<em>The Guardian</em>: Ahmadinejad Not Jewish, Family Didn't Convert

: Ahmadinejad Not Jewish, Family Didn't Convert

Just a couple weeks ago, Iranian President Mahmoud Ahmadinejad took to the podium inside the U.N.'s grand hall and suggested that there was a worldwide Jewish conspiracy.

But a story published Saturday by The Daily Telegraph stood to turn Ahmadinejad's conspiracy theory on its head. According to the newspaper, Ahmadinejad, a practicing Shia Muslim, is descended from Jews and his family converted to Islam, changing their name from Sabourjian to Ahmadinejad.
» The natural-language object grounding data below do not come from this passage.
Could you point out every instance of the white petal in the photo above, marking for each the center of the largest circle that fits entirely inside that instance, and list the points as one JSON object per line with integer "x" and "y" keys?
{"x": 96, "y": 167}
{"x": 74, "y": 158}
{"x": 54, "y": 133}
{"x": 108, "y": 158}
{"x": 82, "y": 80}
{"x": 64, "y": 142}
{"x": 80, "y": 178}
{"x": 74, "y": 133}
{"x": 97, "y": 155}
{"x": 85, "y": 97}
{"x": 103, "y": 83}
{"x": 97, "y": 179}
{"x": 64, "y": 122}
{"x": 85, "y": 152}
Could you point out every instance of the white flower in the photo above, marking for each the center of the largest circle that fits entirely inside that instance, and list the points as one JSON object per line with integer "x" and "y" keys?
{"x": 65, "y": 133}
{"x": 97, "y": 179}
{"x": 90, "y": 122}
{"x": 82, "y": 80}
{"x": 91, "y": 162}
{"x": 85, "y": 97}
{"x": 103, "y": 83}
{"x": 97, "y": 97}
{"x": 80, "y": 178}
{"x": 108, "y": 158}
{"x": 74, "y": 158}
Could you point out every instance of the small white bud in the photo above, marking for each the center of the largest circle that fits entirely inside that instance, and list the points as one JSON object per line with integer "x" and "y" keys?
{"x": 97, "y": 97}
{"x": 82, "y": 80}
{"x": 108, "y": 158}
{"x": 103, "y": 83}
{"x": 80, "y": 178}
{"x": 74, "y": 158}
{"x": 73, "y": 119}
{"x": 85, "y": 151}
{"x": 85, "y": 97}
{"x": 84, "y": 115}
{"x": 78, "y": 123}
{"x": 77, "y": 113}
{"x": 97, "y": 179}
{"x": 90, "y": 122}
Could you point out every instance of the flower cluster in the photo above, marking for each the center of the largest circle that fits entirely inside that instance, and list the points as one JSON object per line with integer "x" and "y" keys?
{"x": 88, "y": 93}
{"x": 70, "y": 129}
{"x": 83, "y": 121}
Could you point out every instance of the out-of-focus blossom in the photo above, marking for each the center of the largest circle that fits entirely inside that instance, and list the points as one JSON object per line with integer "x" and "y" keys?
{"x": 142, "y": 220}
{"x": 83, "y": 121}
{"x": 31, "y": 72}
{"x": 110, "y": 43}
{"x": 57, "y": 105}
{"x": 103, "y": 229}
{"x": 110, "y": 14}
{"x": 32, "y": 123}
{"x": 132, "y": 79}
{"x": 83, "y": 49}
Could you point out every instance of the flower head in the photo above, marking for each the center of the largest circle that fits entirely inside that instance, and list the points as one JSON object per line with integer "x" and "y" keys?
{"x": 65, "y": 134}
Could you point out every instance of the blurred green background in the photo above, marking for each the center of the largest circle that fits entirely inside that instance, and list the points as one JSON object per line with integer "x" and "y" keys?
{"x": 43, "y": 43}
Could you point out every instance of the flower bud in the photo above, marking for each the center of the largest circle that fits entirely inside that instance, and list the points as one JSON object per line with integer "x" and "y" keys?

Just two days later, fellow U.K. daily newspaper The Guardian has published a report refuting the Telegraph's report. According to The Guardian's Meir Javedanfar, Ahmadinejad has no Jewish roots. Ahmadinejad's mother is even thought to be a descendant of the prophet Mohammed.

The Daily Telegraph's Damien McElroy and Ahmad Vahdat based some of their argument on a photograph of Ahmadinejad's identity card, which showed he was previously known as Sabourjian. They wrote that Sabourjian was a "Jewish name meaning cloth weaver."

The short note scrawled on the card suggests his family changed its name to Ahmadinejad when they converted to embrace Islam after his birth.

The Sabourjians traditionally hail from Aradan, Mr Ahmadinejad's birthplace, and the name derives from "weaver of the Sabour", the name for the Jewish Tallit shawl in Persia. The name is even on the list of reserved names for Iranian Jews compiled by Iran's Ministry of the Interior.

The Guardian's Meir Javedanfar:

"There is no such meaning for the word 'sabour' in any of the Persian Jewish dialects, nor does it mean Jewish prayer shawl in Persian. Also, the name Sabourjian is not a well-known Jewish name," he stated in a recent interview. In fact, Iranian Jews use the Hebrew word "tzitzit" to describe the Jewish prayer shawl. Yeroshalmi, a scholar at Tel Aviv University's Center for Iranian Studies, also went on to dispute the article's findings that the "-jian" ending to the name specifically showed the family had been practising Jews. "This ending is in no way sufficient to judge whether someone has a Jewish background. Many Muslim surnames have the same ending," he stated.

The story was posted to The Huffington Post on Saturday and received tens of thousands of pageviews. Huffington Post's headline credited the 124-year-old The Daily Telegraph for the report.